Water samples were collected from 10 estuaries between May and September 2012, then analysed for the presence of glyphosate and AMPA. All estuaries were contaminated with AMPA, and nine were also contaminated with glyphosate. Glyphosate was found in concentrations ranging from 28 to 1 690 ng/l, while AMPA was found at higher concentrations (between 45 and 4 156 ng/l), which the authors attribute to AMPA’s higher mobility and stability. However, it is important to note that AMPA is also formed during the breakdown of other chemicals, such as laundry agents and detergents and, therefore, its presence in the samples cannot be attributed to use of glyphosate alone.

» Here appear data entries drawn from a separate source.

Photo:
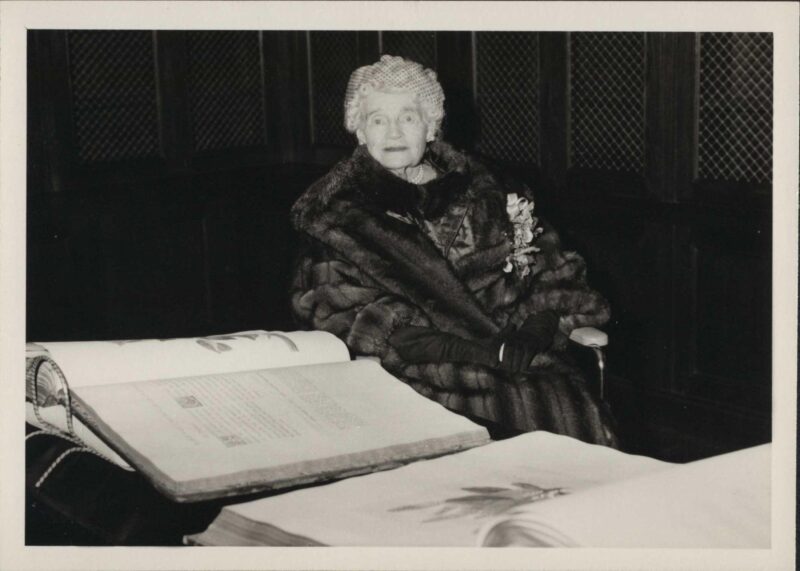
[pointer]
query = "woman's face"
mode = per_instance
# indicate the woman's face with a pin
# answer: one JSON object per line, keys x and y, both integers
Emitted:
{"x": 393, "y": 129}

The authors looked more closely at the seventh sampling station — Mühlenfliess — which was the most heavily contaminated. Water samples from inbound sampling stations along the stream were analysed. Concentrations of glyphosate were 2 768 ng/l and of AMPA 5 190 ng/l but these decreased (as the water became saltier) towards the estuaries of the Baltic, which suggests its transport into the Sea, the authors say.

Concentrations measured in water samples were also (generally) higher following rainfall than during dry weather, which suggests rainfall may help to transport the compounds.

The data obtained strongly suggest transport of both compounds in rivers, from their site of application into the Baltic Sea. The long-term effects of these contaminants at the concentrations measured here are unknown. The researchers, therefore, recommend assessments of the environmental fate of, and risk posed by, these two contaminants in marine environments.

This study also describes a straightforward analytical method to measure glyphosate and AMPA in marine environments above a concentration of 27 ng/L, which may facilitate monitoring programmes in the future.